Political interference will be the biggest headwind farmers continue to face in 2020, he says, as it was in 2019.
“It all comes back down to Trump’s America First trade policy, which has disrupted global supply chains that have been in place for over 20 years and have developed,” he says. “Now with trade wars and such, the flow of the rivers have changed, if you will— this has created an element of uncertainty in the marketplace, and uncertainty breeds fear, and fear breeds selling. That weakness, and overhang in the marketplace, created by political interference into the markets, has had a dampening effect which goes beyond what normal supply and demand would have suggested otherwise. That overhang is still with us today, and I think continues into 2020.”
“So it’s difficult for me to get bullish on markets, in terms of any potentially sustained bullish market, without some new catalyst emerging to take us there,”states Jubinville.
Like 2019, Jubinville predicts in 2020 generally subdued and suppressed markets, followed by shorter periods of frenzied selling.
“We are still in an environment where markets are held lower than maybe they would be, punctuated by periods of whatever the reasons of the day are to give us a bounce in the marketplace,” Jubinville confirms. “And those are going to be our selling opportunities. I see opportunities coming from time to time to sell which will give us a reasonably profitable price … It’s going to be short-term bounces in my mind instead of a real turn higher.”
Feed barley continues to lead the charge in local markets, says Jubinville, and actually has no international equivalent— it’s purely a supply and demand issue in Canada which is driving those markets higher.
“The barley story is a strange one,” he admits. “We are not short barley; it’s out there. There are some questions about quality because much of it was harvested under high moisture, and there are sprouting issues, but the overall supply of barley is there. The problem is it is in the wrong position. Relative to Southern Alberta, which has encountered two relatively dry growing seasons and short crops— there is no significant reserve of feed barley here. And you have a cattle feeding industry that is going full out at the moment; demand is high.
“But our ability to transport barley from the surplus areas to the deficit areas is limited relative to the strength of the demand.”
Jubinville expects some market correction in 2020 as suppliers ramp things up to fill the void, but still expects good prices on barley in the months ahead despite that.
“Maybe that gets settled in time because trucking premiums have been elevated this fall season,” he explains. “Maybe it draws more trucks back into the system. We will probably hear of train shuttles bringing barley in from western and central areas of Saskatchewan into Southern Alberta. Maybe that will help alleviate the transportation issue. All of that probably happens, and will help address this scenario to some extent, but I expect relative to the amount of supply we have out there prices will probably hold up better than probably that supply-demand balance will suggest.”

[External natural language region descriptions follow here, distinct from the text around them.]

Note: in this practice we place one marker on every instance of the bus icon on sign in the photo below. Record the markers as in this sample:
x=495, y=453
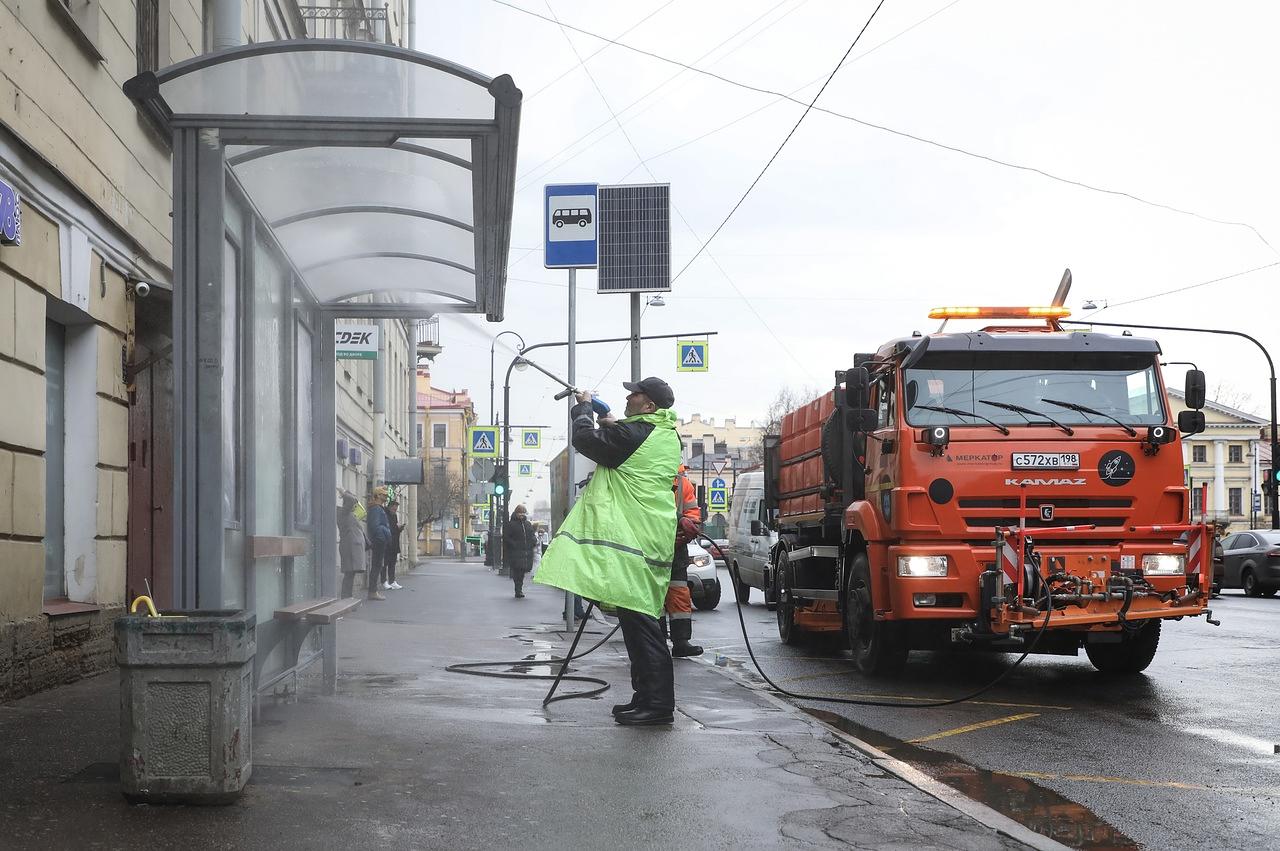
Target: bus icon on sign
x=581, y=216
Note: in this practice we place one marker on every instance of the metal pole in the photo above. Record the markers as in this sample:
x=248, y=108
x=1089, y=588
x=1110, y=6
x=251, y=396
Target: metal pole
x=570, y=453
x=635, y=337
x=1275, y=438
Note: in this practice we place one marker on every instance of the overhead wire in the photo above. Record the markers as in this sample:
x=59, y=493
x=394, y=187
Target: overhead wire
x=954, y=149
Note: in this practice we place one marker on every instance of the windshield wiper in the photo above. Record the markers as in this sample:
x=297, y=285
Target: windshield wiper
x=958, y=412
x=1019, y=408
x=1084, y=408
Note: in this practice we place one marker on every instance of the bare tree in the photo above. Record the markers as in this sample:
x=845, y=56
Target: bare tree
x=786, y=401
x=439, y=497
x=1233, y=397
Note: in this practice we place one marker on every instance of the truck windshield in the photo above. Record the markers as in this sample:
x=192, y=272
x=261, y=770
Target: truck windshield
x=1123, y=385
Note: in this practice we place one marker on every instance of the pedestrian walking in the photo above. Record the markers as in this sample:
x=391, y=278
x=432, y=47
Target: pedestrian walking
x=351, y=543
x=618, y=541
x=679, y=604
x=393, y=545
x=379, y=536
x=517, y=545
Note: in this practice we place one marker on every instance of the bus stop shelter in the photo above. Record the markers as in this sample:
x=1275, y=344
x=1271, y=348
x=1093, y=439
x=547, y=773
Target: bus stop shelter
x=311, y=181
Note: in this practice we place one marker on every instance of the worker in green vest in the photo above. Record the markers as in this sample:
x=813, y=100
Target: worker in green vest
x=617, y=544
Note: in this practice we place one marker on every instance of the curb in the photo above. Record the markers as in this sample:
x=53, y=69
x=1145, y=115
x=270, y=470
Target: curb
x=976, y=810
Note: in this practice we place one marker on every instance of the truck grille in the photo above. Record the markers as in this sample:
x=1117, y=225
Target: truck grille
x=1068, y=511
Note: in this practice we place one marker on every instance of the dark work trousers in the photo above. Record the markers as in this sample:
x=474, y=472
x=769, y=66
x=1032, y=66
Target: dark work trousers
x=652, y=677
x=392, y=557
x=376, y=566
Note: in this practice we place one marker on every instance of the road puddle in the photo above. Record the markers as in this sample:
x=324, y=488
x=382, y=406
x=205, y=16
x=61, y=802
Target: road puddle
x=1027, y=803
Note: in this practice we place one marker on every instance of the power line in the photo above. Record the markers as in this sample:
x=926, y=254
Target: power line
x=787, y=138
x=905, y=135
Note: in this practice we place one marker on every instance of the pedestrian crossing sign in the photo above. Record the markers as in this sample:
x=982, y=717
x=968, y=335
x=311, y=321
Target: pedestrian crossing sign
x=483, y=442
x=693, y=356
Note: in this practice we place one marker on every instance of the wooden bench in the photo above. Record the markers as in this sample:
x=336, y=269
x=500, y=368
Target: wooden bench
x=291, y=626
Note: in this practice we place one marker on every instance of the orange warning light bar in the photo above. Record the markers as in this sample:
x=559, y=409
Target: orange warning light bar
x=1055, y=311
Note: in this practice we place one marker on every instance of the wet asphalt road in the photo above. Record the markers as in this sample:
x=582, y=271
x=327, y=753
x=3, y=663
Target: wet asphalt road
x=1180, y=756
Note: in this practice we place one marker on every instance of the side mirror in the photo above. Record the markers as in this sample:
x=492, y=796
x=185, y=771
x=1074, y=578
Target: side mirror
x=917, y=353
x=858, y=388
x=862, y=420
x=1191, y=421
x=1194, y=390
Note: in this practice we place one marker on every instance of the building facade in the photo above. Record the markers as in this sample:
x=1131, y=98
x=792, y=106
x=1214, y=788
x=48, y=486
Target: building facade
x=1224, y=465
x=448, y=517
x=86, y=465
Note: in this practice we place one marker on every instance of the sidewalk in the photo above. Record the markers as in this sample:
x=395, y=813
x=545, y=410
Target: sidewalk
x=410, y=756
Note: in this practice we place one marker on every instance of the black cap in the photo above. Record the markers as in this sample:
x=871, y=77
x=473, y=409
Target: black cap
x=656, y=389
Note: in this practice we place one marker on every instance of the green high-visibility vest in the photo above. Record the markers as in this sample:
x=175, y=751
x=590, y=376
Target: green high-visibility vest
x=617, y=544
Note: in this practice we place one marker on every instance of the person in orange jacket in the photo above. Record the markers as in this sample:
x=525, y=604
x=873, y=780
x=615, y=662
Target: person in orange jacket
x=679, y=604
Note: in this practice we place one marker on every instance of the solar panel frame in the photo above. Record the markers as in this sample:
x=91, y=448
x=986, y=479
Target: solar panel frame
x=634, y=237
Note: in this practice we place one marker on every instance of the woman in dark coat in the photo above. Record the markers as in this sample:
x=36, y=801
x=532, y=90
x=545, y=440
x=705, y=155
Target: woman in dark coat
x=351, y=543
x=519, y=541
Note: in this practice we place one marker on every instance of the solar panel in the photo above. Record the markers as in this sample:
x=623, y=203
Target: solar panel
x=635, y=238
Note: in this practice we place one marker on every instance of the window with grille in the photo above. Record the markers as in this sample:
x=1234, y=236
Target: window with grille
x=149, y=35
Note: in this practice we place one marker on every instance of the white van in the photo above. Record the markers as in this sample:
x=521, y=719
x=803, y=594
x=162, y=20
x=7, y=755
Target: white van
x=750, y=540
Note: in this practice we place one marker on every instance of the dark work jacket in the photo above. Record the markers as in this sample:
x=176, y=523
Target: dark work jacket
x=519, y=541
x=379, y=527
x=351, y=543
x=607, y=445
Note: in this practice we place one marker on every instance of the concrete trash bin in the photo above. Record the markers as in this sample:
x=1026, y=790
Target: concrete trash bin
x=186, y=707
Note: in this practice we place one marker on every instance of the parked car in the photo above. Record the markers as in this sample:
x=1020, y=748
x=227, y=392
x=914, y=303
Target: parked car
x=1251, y=561
x=750, y=541
x=703, y=581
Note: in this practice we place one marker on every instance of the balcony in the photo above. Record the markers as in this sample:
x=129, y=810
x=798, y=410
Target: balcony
x=353, y=23
x=428, y=332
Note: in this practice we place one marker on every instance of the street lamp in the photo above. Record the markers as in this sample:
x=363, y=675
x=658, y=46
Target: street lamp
x=493, y=411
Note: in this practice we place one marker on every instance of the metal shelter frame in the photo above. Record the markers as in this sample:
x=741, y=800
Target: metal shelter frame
x=406, y=186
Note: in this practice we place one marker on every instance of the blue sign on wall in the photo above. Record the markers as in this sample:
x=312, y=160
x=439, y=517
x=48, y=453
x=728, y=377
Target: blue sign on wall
x=570, y=227
x=10, y=215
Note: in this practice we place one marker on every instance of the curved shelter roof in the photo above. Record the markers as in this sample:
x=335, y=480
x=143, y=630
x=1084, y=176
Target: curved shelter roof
x=382, y=172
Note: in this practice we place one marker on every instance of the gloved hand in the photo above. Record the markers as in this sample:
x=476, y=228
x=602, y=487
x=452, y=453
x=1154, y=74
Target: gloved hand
x=686, y=531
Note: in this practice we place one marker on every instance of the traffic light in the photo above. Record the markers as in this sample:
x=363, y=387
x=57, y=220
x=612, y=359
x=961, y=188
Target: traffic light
x=499, y=481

In fact, in some ways Jubinville admits he is an optimist when it comes to forecasting rebounds in other markets as well, such as pulses and durum in 2020.

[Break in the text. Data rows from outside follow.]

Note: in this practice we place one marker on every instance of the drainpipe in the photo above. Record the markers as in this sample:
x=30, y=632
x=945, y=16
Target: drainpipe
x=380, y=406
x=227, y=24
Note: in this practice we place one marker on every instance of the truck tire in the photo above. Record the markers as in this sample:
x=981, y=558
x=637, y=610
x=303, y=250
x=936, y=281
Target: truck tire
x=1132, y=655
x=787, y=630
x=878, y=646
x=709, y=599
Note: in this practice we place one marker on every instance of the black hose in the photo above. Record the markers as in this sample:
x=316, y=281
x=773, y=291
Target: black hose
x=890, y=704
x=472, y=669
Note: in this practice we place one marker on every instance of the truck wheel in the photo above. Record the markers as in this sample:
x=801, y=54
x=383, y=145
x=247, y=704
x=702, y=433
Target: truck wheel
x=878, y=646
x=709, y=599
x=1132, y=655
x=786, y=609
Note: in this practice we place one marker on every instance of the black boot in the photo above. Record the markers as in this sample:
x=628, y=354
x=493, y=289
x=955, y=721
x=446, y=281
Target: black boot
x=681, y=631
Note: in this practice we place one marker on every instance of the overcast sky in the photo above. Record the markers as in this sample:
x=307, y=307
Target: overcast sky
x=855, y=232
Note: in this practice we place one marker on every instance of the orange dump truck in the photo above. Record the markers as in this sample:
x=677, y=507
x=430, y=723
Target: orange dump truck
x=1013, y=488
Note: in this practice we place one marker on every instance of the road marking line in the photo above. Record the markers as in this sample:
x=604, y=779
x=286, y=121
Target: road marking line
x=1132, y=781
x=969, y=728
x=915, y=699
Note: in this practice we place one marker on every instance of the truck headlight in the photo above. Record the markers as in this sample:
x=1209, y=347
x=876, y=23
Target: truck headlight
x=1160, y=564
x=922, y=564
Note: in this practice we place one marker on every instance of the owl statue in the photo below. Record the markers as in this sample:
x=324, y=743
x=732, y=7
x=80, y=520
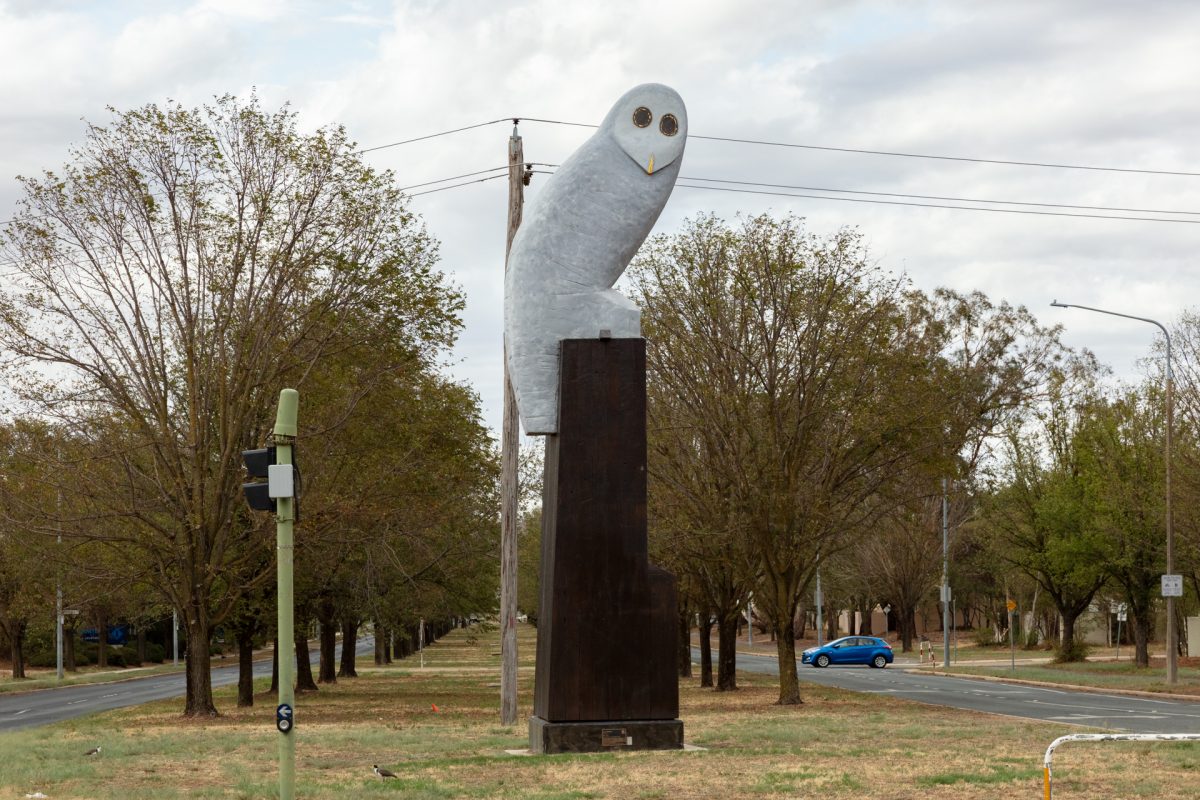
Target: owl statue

“It’s not an all doom and gloom thing,” Jubinville states, referring to global market outlooks. “Look at pulses, we go through spikes in market and we come back down just as quickly. We go through a two-year period of basing. We’ve gone through our two-year period of basing now; so I feel little more optimistic on the pulses than I did at this time last year.
“In fact, my advice to growers is: While you may have been disappointed with your returns on pulses in general these past two years general to extraordinary prices we saw before that. This is probably not the time to take pulses out of your rotation.

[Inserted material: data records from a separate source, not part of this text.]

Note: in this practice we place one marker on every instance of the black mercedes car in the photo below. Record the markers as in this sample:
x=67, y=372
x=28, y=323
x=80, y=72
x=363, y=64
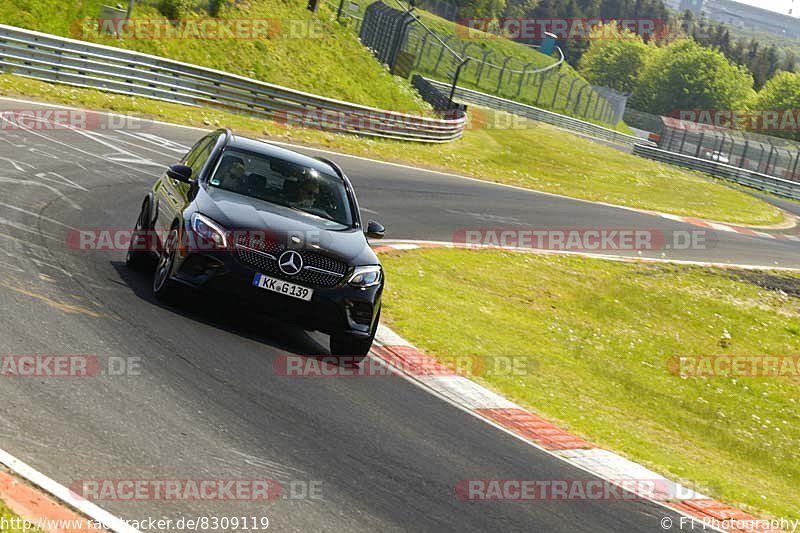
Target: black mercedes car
x=277, y=230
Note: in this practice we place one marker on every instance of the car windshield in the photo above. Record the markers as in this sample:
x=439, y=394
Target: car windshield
x=284, y=183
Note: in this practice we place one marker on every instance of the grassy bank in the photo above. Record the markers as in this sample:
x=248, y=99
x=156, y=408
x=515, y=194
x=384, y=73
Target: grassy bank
x=600, y=335
x=10, y=519
x=498, y=147
x=302, y=51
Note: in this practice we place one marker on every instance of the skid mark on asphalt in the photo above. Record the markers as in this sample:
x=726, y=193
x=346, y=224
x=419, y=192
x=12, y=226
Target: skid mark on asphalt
x=79, y=150
x=37, y=215
x=278, y=471
x=159, y=144
x=19, y=166
x=65, y=307
x=59, y=179
x=119, y=154
x=28, y=229
x=72, y=203
x=162, y=142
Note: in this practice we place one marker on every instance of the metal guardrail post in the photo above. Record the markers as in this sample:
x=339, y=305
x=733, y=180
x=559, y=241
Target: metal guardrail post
x=502, y=71
x=555, y=91
x=543, y=76
x=578, y=99
x=441, y=53
x=522, y=78
x=478, y=74
x=699, y=144
x=455, y=79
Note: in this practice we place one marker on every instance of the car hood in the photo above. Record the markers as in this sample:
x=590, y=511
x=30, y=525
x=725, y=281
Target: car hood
x=242, y=213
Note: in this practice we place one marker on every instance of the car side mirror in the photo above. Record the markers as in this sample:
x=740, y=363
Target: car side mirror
x=375, y=230
x=180, y=172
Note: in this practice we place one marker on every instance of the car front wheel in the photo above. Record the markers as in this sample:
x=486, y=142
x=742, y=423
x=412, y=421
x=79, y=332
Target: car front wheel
x=163, y=285
x=138, y=254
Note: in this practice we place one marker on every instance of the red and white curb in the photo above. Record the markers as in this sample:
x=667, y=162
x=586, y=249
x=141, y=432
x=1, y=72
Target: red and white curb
x=726, y=227
x=48, y=505
x=539, y=432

“And there is a lot of durum growers in this region throughout Southern Alberta,” he adds, “and, to me, I suspect given we saw as much as $9 a bushel offered early in the spring and in September, early October— a great price if you had the quality to meet it I think we either get a bump in the market later this winter, and given our supply balances, from both U.S. and Canadian perspective—as tight as I suspect they are going to be— next year might not be that bad either.”
With wheat though, Jubinville feels there is perhaps less reason for optimism.
“The overall perspective on wheat to me can’t be anything but still bearish,” he opines. “The global supply scenario is just too great; however, I do envision periods of time where we do have these three to six week periods where those demand elements kick in. Opportunities for farmers on wheat isn’t going to be a broad-based rally, it’s going to be a localized thing where a basis special gets offered.”
This is where the pounce-bounce factor kicks in, explains Jubinville— not just for wheat, but all crop-selling opportunities.
“Eyes wide open in this environment,” Jubinville advises, “because margins are tight and the opportunities can be fleeting. Certainly knowing what you have to sell in terms of quality, and canvassing that amongst the candidates to purchase your grains, pulses or oilseeds in the local market.
“Understanding that and having that relationship in place already, and looking for those short-term opportunities; this is going to be how we as farmers get through this until the next big opportunity comes along.”